Шарль Левински - Геррон
Мне он тогда сказал:
— Как еврей ты имеешь в наше время две возможности: повеситься или рассказывать анекдоты. Я пока что предпочитаю анекдоты.
Теперь он их больше не рассказывает. Грузом пережитого ему передавило голос. Они выбили из него юмор, варвары.
Программа называлась „Мелодия и юмор“. За мелодию отвечал Вилли Розен. Но это не работало должным образом. Он уже тогда больше не имел сил на легкость. Барак хоть и ликовал по-прежнему, когда перед песней он объявлял свое знаменитое „Слова и музыка мои!“, но когда он потом начинал петь, казалось, что он имитирует самого себя. Как Макс Эрлих в своих музыкальных подражаниях имитировал известных певцов. Как будто второразрядный пианист-комик пытался копировать знаменитого Вилли Розена.
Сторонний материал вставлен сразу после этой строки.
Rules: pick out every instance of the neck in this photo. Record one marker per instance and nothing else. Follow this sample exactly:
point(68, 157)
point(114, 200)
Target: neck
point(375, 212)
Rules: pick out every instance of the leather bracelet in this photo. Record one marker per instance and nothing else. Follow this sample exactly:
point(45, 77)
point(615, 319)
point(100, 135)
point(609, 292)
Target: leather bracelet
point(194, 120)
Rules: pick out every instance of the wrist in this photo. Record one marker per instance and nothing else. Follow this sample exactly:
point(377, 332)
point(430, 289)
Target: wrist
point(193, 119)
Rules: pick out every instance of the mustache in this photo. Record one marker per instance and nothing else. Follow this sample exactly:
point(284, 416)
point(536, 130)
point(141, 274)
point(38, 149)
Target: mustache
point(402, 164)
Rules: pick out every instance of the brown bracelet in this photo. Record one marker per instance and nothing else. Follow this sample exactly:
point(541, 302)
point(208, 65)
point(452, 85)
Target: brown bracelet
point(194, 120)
Он не пробился через действительность. Через ту действительность, что мы сидим в одном бараке пересыльного лагеря, а пару часов назад ушел транспорт на Освенцим, и снаружи воет ветер, задувая песок во все щели. Он должен был своими песнями заставить нас забыть об этом. Максу Эрлиху это удавалось. А по Розену было заметно, что он сам уже не верит в свою веселость. „Фрау Мейер танцует танго“, — пел он и: „В чарльстоне позабудь свои заботы“. Но забыть не получалось. Люди хотя и хлопали в такт, но восхищались они, только чтобы не впадать в отчаяние.
На последнем скетче вечера для меня замкнулся круг. Школьная пародия. Один из артистов в коротких штанишках сказал: „Я уже знаю, откуда берутся дети“, — а второй ему в ответ: „Подумаешь! Вот дурак. Я уже знаю, как сделать так, чтобы они не брались“. Эту остроту принимали на ура еще тогда, в доме калек.
Только теперь я вхожу в число пациентов.
Также и следующее лагерное ревю носило невыносимо жизнерадостное название — „Браво! С начала!“. Эрлих и Розен нехотя выделили мне в нем одну песню. Целую песню. Для такой звезды, как я. Который был кассовым магнитом. До того, как поднялся на новую ступеньку карьерной лестницы — в арестанты. Одну-единственную ничтожную песенку.
Странно: я помню, что злился тогда, а теперь уже не могу почувствовать тогдашнюю злость. Как будто эмоции у меня отмерли. Стали нежизнеспособны. Атрофировались. Только печаль еще осталась. Страх. А всего, что требует силы, злости, гнева или надежды, — этого мне уже не почувствовать. Пустая ореховая скорлупка. Уверен, д-р Шпрингер дал бы этому объяснение. Может быть, все дело в голоде.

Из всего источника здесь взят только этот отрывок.